The present invention relates to the catalyst that acrolein oxidation generates acrylic acid, the problem of catalyst activity is relatively low in the prior art is mainly solved.The present invention by terms of parts by weight including following components:A:40 80 parts be selected from SiO2、Al2O3、ZrO2Or TiO2At least one of carrier;B thereon is loaded in it:20 60 parts of active component Mo12VaQnYfOg;Wherein Q represents at least one of Cr, Cu, Mn, W, Sb, Ag element;Y is the technical scheme selected from least one of alkali metal or alkaline-earth metal element, preferably solves the problem, the industrial production available for acrylic acid.

Description

Acrolein oxidation generates the catalyst of acrylic acid
Technical field
The present invention relates to by the catalyst of methacrylaldehyde acrylic acid synthesizing, preparation method and acrylic acid synthetic method.
Background technology
Industrial propylene aoxidizes acrylic acid processed and uses two-step method at present, and the first step is in Mo-Bi composite oxide catalysts Propylene is oxidized to methacrylaldehyde under effect, second step is by acrolein oxidation under the effect of Mo-V composite oxide catalysts For acrylic acid.Acrylic acid and its fat purposes are quite varied, and thick acid is mainly for the production of water soluble paint and adhesive, essence acid Mainly for the production of super absorbent resin SAP.With building, electronics, auto industry development, world wide inner propene Sour demand and production capacity are continuously increased.

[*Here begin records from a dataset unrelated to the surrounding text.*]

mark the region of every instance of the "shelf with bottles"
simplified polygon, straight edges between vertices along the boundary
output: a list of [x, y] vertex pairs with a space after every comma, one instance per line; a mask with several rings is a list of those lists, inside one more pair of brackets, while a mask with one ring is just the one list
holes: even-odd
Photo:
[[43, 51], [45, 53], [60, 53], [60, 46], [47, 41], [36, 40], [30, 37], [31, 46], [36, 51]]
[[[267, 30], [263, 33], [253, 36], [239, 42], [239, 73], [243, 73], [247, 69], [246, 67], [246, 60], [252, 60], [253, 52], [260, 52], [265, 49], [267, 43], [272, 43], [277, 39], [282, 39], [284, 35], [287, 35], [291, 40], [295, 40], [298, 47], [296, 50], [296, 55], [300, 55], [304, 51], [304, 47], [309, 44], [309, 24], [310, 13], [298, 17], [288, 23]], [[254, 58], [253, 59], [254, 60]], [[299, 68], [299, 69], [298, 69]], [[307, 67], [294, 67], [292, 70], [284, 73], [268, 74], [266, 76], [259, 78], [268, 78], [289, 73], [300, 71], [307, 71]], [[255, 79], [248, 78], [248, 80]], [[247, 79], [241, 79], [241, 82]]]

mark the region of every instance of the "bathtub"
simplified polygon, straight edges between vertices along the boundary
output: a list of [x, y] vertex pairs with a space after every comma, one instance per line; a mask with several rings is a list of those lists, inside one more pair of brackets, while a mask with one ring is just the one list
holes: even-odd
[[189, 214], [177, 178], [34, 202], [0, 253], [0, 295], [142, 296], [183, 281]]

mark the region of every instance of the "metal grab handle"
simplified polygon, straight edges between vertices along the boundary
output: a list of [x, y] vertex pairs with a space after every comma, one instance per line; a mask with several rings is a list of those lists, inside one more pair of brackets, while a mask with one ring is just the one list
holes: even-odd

Up to now, the relevant invention of many patent authorizings are used to producing acrylic acid method from methacrylaldehyde catalyst, its In it is most of be the catalyst containing molybdenum-vanadium (Mo-V), such as Chinese patent CN 1070468C, CN 1031488A, CN 1146438A, CN 100378058C, CN 1031050C, CN 1169619C, CN 1583261A and CN 1146439A etc., the catalyst described by these patents, its preparation method is generally many metallic compounds in solvent or water In the presence of solution is made, add insoluble oxide and evaporate dry under heating and stirring, then calcine, crush and be molded Preparation method.And the element composition described in presently disclosed patent differs greatly, such as Chinese patent CN 1169619C Disclosed catalyst principal component is molybdenum, vanadium and copper, adds necessary tellurium, it is believed that tellurium can make the activity of this catalyst Phase oxidation molybdenum and copper molybdate are more stablized, and catalyst can be delayed to cause inactivation because Mo is lost in;Chinese patent CN It by 1. molybdenum, vanadium, copper is main active component that catalyst disclosed in 1583261A, which is, 2. it is essential at least by titanium and The stable component of antimony and 3. nickel, iron, silicon, aluminium, the complex chemical compound of alkali metal alkaline earth metal composition;Chinese patent Catalyst disclosed in CN 1050779C its constitute the molybdenum including oxide form, vanadium, tungsten, copper and mickel element substantially;In Catalyst disclosed in state patent CN 1146439A contains molybdenum, vanadium, copper and contained in elemental tungsten, niobium, tantalum, chromium and cerium One or more kinds of elements, and contain copper, molybdenum and at least one element in elemental tungsten, vanadium, niobium and tantalum The oxo metal oxide of HT copper molybdate structure types.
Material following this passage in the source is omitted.